MotoGP was a full three-day event, with several other classes of racing, shows, demonstrations, etc. -- there was pretty much always something happening on the track. And that's where I saw the electric motorcycle races I referred to; this was in 2008 through about 2012, IIRC, so before many of the recent developments in EVs. They also had the Harley XR1200 races, and at least two other classes of MotoGP.
Back to the topic, sort of: as mentioned above, electric or electric-assist bicycles are already big sellers. There are also many other small electric vehicles on the market, like all kinds of scooters and suchlike. One of the persistent issues afflicting these is that the vehicles, or at least the majority of the components, are made in China under thousands of fly-by-night brands, and the design and quality ranges from downright dangerous to just pitiful.
I tried to help a friend of a friend recently who paid well over $3,000 for a high-end electric stand-up scooter (terrifyingly fast and powerful, when it worked). After a few months of use, the electronic components began to fail one after the other. I helped replace many of these, but it was a constant battle. Just accessing common components is far more difficult than needed; the thing was never designed to be serviced or disassembled. If you remove a cover, miles of wires connected (and many not connected) with no rhyme or reason explode everywhere. Fasteners are hidden or inaccessible... it's a nightmare to work on.
After a mighty effort to replace the main controller (an obviously undersized, badly made, improvised gadget if I ever saw one) it worked for about three minutes before failing again. He's pursuing a warranty claim with the importer, but I don't know where that's going to end up.
So I suppose the overall point is that things will be very different, and rapidly get a lot better in many ways, once the established manufacturers get more and more involved in the electric two-wheeler game. They're only dabbling right now, but more, much more, is coming.
The same process is further along in the four-wheeled EV game; Tesla showed the way to make EVs people would actually buy. Tesla did so many things brilliantly, but they also made a lot of mistakes, and are still making a lot of mistakes. Uneven quality is the biggest; quality is extremely hard to do, but the legacy brands have a lot more experience with this. They're rapidly catching up and surpassing Tesla in a lot of ways (although they're also having their own quality and other issues, of course.)

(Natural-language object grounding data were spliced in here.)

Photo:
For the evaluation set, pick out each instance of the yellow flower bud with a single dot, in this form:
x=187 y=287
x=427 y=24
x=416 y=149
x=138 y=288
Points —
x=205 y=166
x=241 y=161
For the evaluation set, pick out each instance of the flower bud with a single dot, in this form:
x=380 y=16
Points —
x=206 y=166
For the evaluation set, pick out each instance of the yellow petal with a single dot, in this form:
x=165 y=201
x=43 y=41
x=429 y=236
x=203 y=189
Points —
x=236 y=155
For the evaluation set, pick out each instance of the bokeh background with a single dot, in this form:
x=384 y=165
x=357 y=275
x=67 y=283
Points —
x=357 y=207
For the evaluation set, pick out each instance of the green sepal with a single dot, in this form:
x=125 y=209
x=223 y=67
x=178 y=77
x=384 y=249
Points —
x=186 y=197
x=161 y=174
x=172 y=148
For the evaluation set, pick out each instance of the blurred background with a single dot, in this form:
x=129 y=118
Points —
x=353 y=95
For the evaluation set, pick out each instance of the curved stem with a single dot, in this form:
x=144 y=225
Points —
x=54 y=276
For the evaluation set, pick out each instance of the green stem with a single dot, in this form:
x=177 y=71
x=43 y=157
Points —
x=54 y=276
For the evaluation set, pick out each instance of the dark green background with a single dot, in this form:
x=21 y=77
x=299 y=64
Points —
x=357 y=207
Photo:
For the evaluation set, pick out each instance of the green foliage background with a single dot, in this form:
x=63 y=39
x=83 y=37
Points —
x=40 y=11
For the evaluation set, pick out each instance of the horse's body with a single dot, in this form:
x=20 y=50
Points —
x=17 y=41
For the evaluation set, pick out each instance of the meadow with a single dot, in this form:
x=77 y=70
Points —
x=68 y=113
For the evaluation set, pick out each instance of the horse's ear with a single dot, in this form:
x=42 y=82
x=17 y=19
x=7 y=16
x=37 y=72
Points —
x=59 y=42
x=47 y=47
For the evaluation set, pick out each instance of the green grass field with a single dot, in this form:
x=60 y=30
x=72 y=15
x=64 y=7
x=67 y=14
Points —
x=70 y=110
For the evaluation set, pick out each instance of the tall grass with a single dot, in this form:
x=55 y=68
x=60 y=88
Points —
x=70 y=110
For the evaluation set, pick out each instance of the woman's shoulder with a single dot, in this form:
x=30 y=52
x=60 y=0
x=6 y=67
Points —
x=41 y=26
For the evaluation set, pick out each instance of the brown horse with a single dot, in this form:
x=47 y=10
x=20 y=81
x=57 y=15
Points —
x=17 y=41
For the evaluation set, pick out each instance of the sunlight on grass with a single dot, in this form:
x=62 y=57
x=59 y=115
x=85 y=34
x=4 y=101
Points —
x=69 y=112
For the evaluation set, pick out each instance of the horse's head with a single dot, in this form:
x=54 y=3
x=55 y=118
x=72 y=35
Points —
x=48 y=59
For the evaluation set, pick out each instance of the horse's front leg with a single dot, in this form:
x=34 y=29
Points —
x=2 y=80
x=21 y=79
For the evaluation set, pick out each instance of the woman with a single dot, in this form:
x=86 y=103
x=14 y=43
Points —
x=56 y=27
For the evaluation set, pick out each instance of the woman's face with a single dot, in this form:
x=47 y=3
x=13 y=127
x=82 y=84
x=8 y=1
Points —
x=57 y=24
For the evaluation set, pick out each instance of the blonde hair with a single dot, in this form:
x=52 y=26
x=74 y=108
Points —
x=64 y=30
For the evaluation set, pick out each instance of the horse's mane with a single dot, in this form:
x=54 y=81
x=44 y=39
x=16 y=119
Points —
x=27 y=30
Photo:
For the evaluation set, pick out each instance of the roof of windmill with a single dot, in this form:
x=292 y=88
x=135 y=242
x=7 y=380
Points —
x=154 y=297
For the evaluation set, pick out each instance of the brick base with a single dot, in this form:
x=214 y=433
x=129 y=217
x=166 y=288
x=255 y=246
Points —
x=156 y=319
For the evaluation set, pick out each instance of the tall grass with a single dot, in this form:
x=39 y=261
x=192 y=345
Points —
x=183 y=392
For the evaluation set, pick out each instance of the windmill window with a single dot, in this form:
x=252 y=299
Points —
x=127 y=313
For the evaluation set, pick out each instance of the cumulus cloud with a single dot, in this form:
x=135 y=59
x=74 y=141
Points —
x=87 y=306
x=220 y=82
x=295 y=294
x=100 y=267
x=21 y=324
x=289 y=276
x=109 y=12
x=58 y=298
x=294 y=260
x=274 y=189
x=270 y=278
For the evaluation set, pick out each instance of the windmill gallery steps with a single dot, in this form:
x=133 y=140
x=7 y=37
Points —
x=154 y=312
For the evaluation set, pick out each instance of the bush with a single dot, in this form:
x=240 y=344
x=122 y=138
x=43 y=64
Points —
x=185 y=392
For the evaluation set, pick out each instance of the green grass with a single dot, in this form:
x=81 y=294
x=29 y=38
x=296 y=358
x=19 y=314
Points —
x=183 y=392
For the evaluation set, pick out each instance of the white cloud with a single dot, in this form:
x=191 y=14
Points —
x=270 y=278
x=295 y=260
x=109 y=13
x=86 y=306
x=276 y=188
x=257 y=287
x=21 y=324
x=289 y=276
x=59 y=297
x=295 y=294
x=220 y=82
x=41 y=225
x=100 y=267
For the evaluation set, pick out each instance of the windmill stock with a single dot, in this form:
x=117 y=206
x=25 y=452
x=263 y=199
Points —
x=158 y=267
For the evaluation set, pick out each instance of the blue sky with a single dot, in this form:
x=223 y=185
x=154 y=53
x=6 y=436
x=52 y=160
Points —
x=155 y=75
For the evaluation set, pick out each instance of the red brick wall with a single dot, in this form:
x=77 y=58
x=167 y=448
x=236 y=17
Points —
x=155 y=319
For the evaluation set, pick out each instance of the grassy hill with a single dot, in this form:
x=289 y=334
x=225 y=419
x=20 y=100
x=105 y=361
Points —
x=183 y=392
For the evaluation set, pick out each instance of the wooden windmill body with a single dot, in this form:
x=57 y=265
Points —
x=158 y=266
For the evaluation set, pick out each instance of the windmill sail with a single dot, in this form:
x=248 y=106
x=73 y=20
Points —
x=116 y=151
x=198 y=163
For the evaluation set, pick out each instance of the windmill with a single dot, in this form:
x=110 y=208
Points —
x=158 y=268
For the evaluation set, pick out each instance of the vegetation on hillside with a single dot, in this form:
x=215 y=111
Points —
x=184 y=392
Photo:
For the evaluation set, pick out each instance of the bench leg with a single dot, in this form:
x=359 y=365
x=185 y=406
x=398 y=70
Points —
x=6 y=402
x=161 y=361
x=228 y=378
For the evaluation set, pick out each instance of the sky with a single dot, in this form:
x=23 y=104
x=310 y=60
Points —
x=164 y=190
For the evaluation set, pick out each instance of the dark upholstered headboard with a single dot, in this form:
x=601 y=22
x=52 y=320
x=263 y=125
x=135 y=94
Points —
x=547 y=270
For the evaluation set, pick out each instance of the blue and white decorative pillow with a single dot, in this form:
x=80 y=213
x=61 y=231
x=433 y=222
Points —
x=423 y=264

Others (like Zero) are making compelling, high quality electric motorcycles, but they've all ended up with absolutely ridiculous high prices, only affordable for the wealthy and bored.
Buell's Fllow is the first 2-wheeler I've seen offered for a use case that makes sense at a price that (sort of) makes sense, and made with quality engineering in the US or Europe to a quality standard that makes sense. Obviously we'll need to see how these things work out in the real world to find out whether they've actually pulled it off. But so far... it makes sense.